Adjacency Lists¶
Note
The adjacency list syntax changed in July 2014. The minimal requirement for most translations is to prefix the number of unpaired electrons with the letter u. The new syntax, however, allows much greater flexibility, including definition of lone pairs, partial charges, wildcards, and molecule multiplicities.
Note
To quickly visualize any adjacency list, or to generate an adjacency list from other types of molecular representations such as SMILES, InChI, or even common species names, use the Molecule Search tool found here: https://rmg.mit.edu/molecule_search
An adjacency list is the most general way of specifying a chemical molecule or molecular pattern in RMG. It is based on the adjacency list representation of the graph data type – the underlying data type for molecules and patterns in RMG – but extended to allow for specification of extra semantic information.
The first line of most adjacency lists is a unique identifier for the molecule or pattern the adjacency list represents. This is not strictly required, but is recommended in most cases. Generally the identifier should only use alphanumeric characters and the underscore, as if an identifier in many popular programming languages. However, strictly speaking any non-space ASCII character is allowed.
The subsequent lines may contain keyword-value pairs. Currently there can be:
multiplicity
, metal
and facet
.
For species or molecule declarations, the value after multiplicity
defines
the spin multiplicity of the molecule. E.g. multiplicity 1
for most ground state
closed shell species, multiplicity 2
for most radical species,
and multiplicity 3
for a triplet biradical.
If the multiplicity
line is not present then a value of
(1 + number of unpaired electrons) is assumed.
Thus, it can usually be omitted, but if present can be used to distinguish,
for example, singlet CH2 from triplet CH2.
If defining a Functional Group
, then the value must be a list,
which defines the multiplicities that will be matched by the group, eg.
multiplicity [1,2,3]
or, for a single value, multiplicity [1]
.
If a wildcard is desired, the line 'multiplicity x
can be used instead to accept
all multiplicities. If the multiplicity line is omitted altogether, then a wildcard
is assumed.
metal
and facet
work similarly and will correspond to lines like metal Fe
,
metal [Fe,Cu,Ag]
, facet 111
, facet [111,211,110]
.
e.g. the following two group adjlists represent identical groups.
group1
multiplicity x
1 R!H u0
group2
1 R!H u0
After the identifier line and keyword-value lines, each subsequent line describes a single atom and its local bond structure. The format of these lines is a whitespace-delimited list with tokens
<number> [<label>] <element> u<unpaired> [p<pairs>] [c<charge>] [s<site>] [m<morphology>] <bondlist>
The first item is the number used to identify that atom. Any number may be used,
though it is recommended to number the atoms sequentially starting from one.

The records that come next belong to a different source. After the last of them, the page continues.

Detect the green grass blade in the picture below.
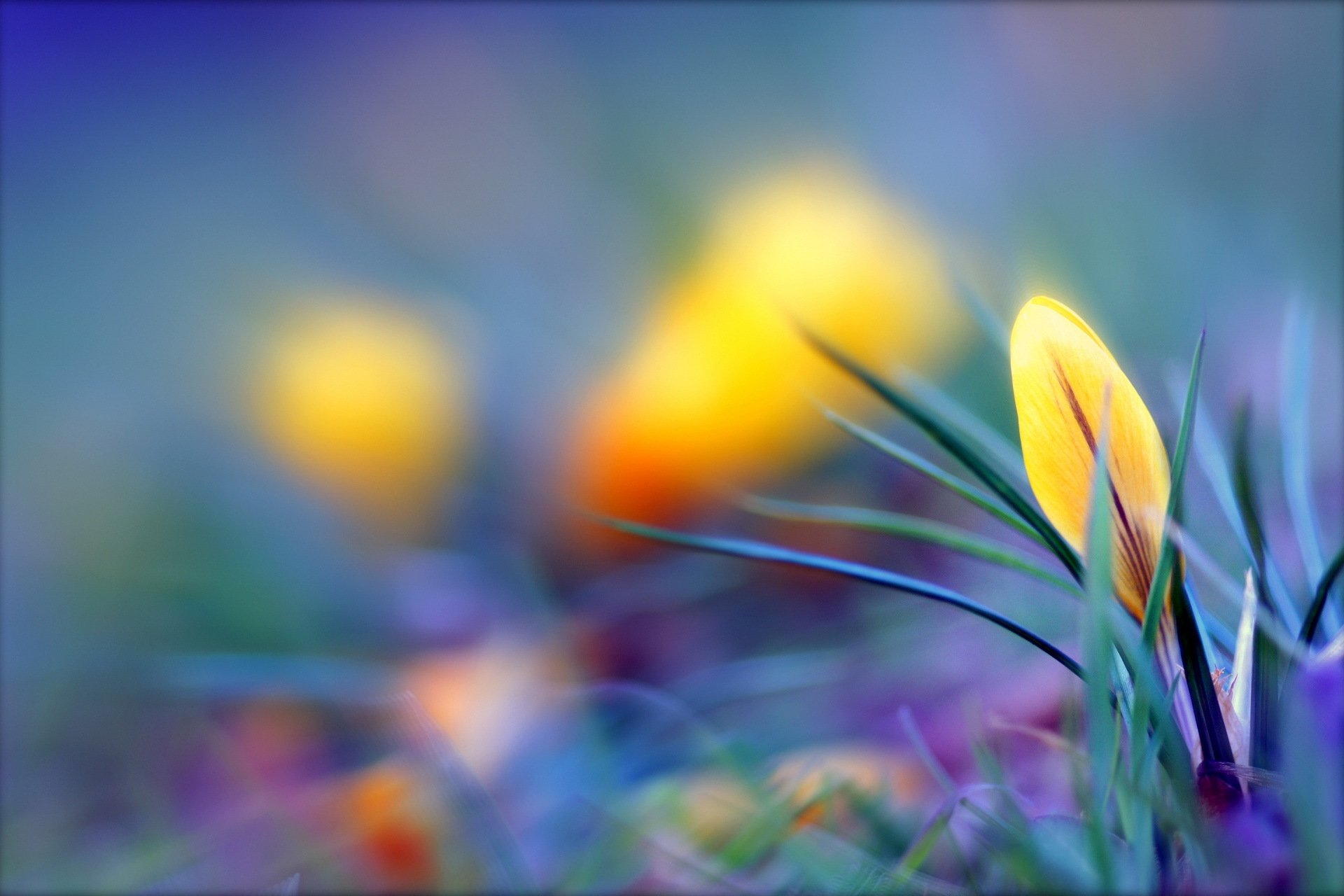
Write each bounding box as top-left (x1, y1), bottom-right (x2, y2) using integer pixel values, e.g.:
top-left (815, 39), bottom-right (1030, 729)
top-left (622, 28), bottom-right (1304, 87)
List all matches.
top-left (1280, 302), bottom-right (1325, 582)
top-left (799, 326), bottom-right (1084, 582)
top-left (605, 516), bottom-right (1084, 677)
top-left (739, 496), bottom-right (1079, 596)
top-left (1082, 408), bottom-right (1118, 892)
top-left (1144, 330), bottom-right (1204, 650)
top-left (821, 408), bottom-right (1046, 545)
top-left (897, 371), bottom-right (1027, 484)
top-left (1169, 383), bottom-right (1298, 627)
top-left (1297, 548), bottom-right (1344, 650)
top-left (1233, 400), bottom-right (1285, 770)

Next is an optional label used to tag that atom; this should be an
asterisk followed by a unique number for the label, e.g. *1
.
In some cases (e.g. thermodynamics groups) there is only one labeled atom, and the label
is just an asterisk with no number: *
.
After that is the atom’s element or atom type, indicated by its atomic symbol, followed by a sequence of tokens describing the electronic state of the atom:
u0
number of unpaired electrons (eg. radicals)p0
number of lone pairs of electrons, common on oxygen and nitrogen.c0
formal charge on the atom, e.g.c-1
(negatively charged),c0
,c+1
(positively charged)s
the site type a site atom is e.g.s"fcc"
m
the morphology of a site atom e.g.m"terrace"
For Molecule
definitions:
The value must be a single integer (and for charge must have a + or - sign if not equal to 0)
The number of unpaired electrons (i.e. radical electrons) is required, even if zero.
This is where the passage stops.